Donc ça t'as rien fait ? demanda-t-elle les yeux embués par les larmes. Je t'ai pas manqué ?

- La question n'est pas là…

- Mais je sais pas… Tu me dis que t'as besoin de te recentrer sur toi… Tu pars sans rien me dire… Tu me donnes plus de nouvelles… J'ai besoin de savoir moi…

- Alors excuse-moi. J'aurais peut-être dû être plus clair.

Candice ravala sa salive et le fixa durement.

- Donc c'est vraiment fini c'est ça ?

- Écoute je… pour l'instant j'ai pas l'impression que nos problèmes soient réglés…

- Nos problèmes… répéta-t-elle en baissant la tête avant de laisser le silence s'installer. T'as rencontré quelqu'un ? osa-t-elle demander.

- Bien sûr que non ! s'offusqua-t-il surpris de sa question.

- Arrête… J'ai vu ta vidéo…

- Quelle vidéo ?

- Celle de la soirée avec le champagne…

- T'as fouillé ?! s'indigna-t-il.

- Mais non ! C'est les enfants, ils m'en ont parlé…

- Et donc ? continua-t-il avec agacement.

- Bah rien… mais… fin t'étais pas tout seul quoi…

- Bah non… Figure toi que 15 jours tout seul c'est un peu long alors si quelques personnes sont aimables et sympathiques… oui je vais aller discuter avec, oui…

- Ok… Donc… T'as pas pensé à moi là-bas…

Il souffla en détournant le regard.

- Si ! Mais c'est pas parce qu'on est séparés que j'ai plus le droit de m'amuser…

- Ok… encaissa-t-elle. Donc c'est officiel, toi et moi on est séparés…

- Mais Candice ! On allait droit dans le mur… Fallait faire quelque chose !

- Sauf que moi je l'ai pas vu venir. J'ai encaissé le retour de ton ex, ça d'accord. T'as passé des semaines à me dire que t'en avais rien à faire, que y avait que moi… Et un jour tu débarques en m'annonçant que tu pars alors que deux jours avant tu me disais encore je t'aime ?! continua-t-elle en s'agaçant.
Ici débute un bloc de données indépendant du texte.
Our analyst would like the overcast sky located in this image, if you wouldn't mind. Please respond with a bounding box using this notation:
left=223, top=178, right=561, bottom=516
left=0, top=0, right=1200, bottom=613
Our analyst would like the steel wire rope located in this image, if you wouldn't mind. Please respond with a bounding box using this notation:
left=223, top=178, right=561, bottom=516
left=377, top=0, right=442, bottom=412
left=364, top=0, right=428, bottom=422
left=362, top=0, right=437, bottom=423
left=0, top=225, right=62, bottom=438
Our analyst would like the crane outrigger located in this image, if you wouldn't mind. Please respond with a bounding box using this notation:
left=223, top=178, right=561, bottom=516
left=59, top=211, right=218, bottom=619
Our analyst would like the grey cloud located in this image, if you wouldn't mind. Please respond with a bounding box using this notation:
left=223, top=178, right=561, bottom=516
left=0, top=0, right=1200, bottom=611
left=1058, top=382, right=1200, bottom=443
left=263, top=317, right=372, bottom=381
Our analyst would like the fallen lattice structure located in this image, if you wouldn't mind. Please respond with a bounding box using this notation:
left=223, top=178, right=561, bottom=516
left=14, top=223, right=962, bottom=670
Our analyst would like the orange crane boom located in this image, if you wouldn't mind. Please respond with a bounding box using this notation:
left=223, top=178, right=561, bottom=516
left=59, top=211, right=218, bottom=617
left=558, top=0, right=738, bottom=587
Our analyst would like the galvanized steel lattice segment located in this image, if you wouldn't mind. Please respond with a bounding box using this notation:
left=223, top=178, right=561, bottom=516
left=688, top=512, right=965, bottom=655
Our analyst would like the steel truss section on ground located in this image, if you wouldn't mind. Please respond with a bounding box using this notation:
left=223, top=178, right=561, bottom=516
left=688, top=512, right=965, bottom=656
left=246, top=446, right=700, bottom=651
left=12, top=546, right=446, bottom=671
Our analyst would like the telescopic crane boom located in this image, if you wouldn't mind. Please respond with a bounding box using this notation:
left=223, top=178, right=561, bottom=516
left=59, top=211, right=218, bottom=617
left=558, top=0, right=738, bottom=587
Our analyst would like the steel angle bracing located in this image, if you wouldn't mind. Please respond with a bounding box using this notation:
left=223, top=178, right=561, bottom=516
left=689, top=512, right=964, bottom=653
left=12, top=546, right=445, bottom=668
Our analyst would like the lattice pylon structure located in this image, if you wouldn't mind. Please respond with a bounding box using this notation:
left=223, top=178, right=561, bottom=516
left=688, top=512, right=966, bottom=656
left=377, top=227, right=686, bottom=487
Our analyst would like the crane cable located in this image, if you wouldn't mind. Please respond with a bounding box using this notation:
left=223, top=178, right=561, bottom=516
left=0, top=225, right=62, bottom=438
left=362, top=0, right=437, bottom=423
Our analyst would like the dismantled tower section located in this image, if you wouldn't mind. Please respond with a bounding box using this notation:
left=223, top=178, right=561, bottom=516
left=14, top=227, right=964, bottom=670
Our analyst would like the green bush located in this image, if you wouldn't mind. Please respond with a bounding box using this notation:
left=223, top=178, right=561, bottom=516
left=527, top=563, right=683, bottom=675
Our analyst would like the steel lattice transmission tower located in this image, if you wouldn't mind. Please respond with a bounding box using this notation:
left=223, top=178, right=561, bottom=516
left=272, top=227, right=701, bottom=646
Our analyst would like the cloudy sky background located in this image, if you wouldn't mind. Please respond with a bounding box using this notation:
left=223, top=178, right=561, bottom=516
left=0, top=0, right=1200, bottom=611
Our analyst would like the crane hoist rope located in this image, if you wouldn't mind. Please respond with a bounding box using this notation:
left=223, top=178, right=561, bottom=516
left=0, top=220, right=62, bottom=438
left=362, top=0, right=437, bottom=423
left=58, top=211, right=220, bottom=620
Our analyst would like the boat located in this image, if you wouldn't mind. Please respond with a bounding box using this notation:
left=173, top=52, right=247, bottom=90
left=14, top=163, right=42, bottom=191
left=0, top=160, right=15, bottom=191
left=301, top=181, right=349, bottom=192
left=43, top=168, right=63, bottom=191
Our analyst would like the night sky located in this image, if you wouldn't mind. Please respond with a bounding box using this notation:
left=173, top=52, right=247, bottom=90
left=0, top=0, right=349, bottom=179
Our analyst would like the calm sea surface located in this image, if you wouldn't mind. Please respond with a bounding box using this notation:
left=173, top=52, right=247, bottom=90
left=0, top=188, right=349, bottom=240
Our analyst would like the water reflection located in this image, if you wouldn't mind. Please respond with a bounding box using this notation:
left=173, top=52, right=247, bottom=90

- Et je t'ai jamais menti. J'ai toujours pensé tout ce que j'ai dit !

- Tu m'aimes, mais tu me quittes donc ?

- Non Candice. Je te quitte parce que toi tu m'aimes pas assez pour vouloir construire quelque chose avec moi. Je te quitte parce que j'ai besoin de me protéger. Je te quitte parce que j'ai déjà assez souffert de ça y a douze ans et que je veux pas revivre la même chose. Répondit-il durement.

- Je t'aime pas assez ?! s'indigna-t-elle en laissant couler ses larmes. C'est vraiment ça que tu penses de moi ?!

- Ok. Alors je t'écoute, la dernière fois que tu m'as dit que tu m'aimais, c'était quand ? »

Candice resta bouche bée, médusée par ces accusations et cette dernière question qui venait sonner le glas de leur relation. D'accord, elle n'était pas très expressive sur ses sentiments… Et d'accord, peut-être qu'avec lui c'était pire qu'avec les autres… mais tout simplement parce qu'avec lui c'était sincère… Alors elle encaissa et se contenta de baisser la tête. Bien sûr qu'elle l'aimait. C'était même plus que ça… Quelque chose d'ineffable qu'elle s'était contentée d'exprimer par les gestes. Mais paradoxalement, Candice comprenait son reproche. Alors le mutisme demeurait…

« Voilà ! » s'exclama-t-il pour lui prouver ses torts.

Instantanément Candice releva la tête, sonnée par ce ton si dur et si vivace qu'il venait d'employer. Et stratégie candicienne oblige, elle répondit par une attaque.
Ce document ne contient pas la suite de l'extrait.